As pro-Palestine protests have erupted on U.S. college campuses over the last week, protesters—including art students and faculty—have been joining the rallying calls for a ceasefire in Gaza and divestment from Israeli companies. Protests have spread to dozens of universities across the nation after an encampment on the campus of Columbia University in New York City led to the arrest and suspension of more than 100 protesters on April 18.

On Friday, April 26, protesters overtook the major intersection of Chicago’s Michigan Avenue and Adams Street, near the School of the Art Institute of Chicago, before being pushed to the neighboring Millennium Park by police. According to the Chicago Sun-Times, Rhoda Rosen, a curator and art history professor at SAIC who is Jewish and South African and who serves on the Advisory Council of the European Shoah Legacy Institute, spoke to the demonstrators.

“We support your vision of the School of The Art Institute of Chicago, and we believe that’s it’s achievable, a vision that imagines what it would be like to be a part of a community that divests from those funds that support the destruction of Palestinian culture,” Rosen said. “Know that calls for divestment from U.S. companies profiting from South African apartheid had a huge impact in South Africa.”

The image shows a group of people marching in the street in downtown Chicago, possibly as part of a protest. The crowd includes individuals carrying Palestine flags and a line of police in riot gear line the street.

Pro-Palestinian demonstrators march through downtown Chicago to protest against Israeli attacks on Gaza.
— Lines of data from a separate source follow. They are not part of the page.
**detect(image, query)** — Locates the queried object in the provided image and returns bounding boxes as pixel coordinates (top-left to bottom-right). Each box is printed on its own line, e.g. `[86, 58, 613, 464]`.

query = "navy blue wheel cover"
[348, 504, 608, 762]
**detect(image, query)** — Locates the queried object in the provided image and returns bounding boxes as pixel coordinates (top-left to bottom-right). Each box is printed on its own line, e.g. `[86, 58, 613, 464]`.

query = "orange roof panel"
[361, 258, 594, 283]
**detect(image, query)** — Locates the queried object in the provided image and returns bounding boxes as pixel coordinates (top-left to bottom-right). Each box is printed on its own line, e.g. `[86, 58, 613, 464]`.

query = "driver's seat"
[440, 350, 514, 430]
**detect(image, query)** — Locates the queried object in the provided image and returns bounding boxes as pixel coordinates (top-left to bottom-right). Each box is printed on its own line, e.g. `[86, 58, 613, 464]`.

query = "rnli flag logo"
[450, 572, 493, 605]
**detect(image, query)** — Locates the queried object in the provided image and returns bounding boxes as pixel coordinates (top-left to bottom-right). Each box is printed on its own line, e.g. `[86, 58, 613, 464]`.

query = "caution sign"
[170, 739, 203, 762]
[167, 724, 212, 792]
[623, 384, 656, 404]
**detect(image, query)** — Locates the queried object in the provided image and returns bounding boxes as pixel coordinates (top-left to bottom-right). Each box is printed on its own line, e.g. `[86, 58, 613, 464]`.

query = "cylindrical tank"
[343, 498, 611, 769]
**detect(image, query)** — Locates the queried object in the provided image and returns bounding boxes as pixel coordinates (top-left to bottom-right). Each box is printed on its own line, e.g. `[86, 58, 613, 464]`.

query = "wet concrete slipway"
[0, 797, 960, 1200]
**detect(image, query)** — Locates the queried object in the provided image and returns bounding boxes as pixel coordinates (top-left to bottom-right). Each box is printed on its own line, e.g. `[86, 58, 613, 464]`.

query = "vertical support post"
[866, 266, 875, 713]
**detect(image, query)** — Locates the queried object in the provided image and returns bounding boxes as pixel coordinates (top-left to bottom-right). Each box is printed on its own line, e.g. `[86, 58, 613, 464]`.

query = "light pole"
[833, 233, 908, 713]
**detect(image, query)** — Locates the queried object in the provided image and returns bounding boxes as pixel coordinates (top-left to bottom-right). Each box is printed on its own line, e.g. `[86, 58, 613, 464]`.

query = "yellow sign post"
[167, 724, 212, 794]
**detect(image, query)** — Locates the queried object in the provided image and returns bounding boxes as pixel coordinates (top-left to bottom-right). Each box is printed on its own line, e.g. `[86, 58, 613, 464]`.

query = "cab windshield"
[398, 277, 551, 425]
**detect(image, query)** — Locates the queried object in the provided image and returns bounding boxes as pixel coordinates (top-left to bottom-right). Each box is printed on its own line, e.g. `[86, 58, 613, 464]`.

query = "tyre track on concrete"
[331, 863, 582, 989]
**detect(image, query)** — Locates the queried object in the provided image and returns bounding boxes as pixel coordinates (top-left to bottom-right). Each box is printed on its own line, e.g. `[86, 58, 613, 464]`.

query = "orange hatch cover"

Photo: Jacek Boczarski/Anadolu via Getty Images.

Faculty at multiple universities have also issued statements of solidarity with university students. Members of Columbia’s Visual Arts and Music faculty issued a letter to students underscoring their constitutional right to assembly and free speech, according to a report by Hyperallergic. “We ask the University to revoke all suspensions, expunge the disciplinary records of sanctioned students, and immediately allow all students back into their dormitories,” the letter said.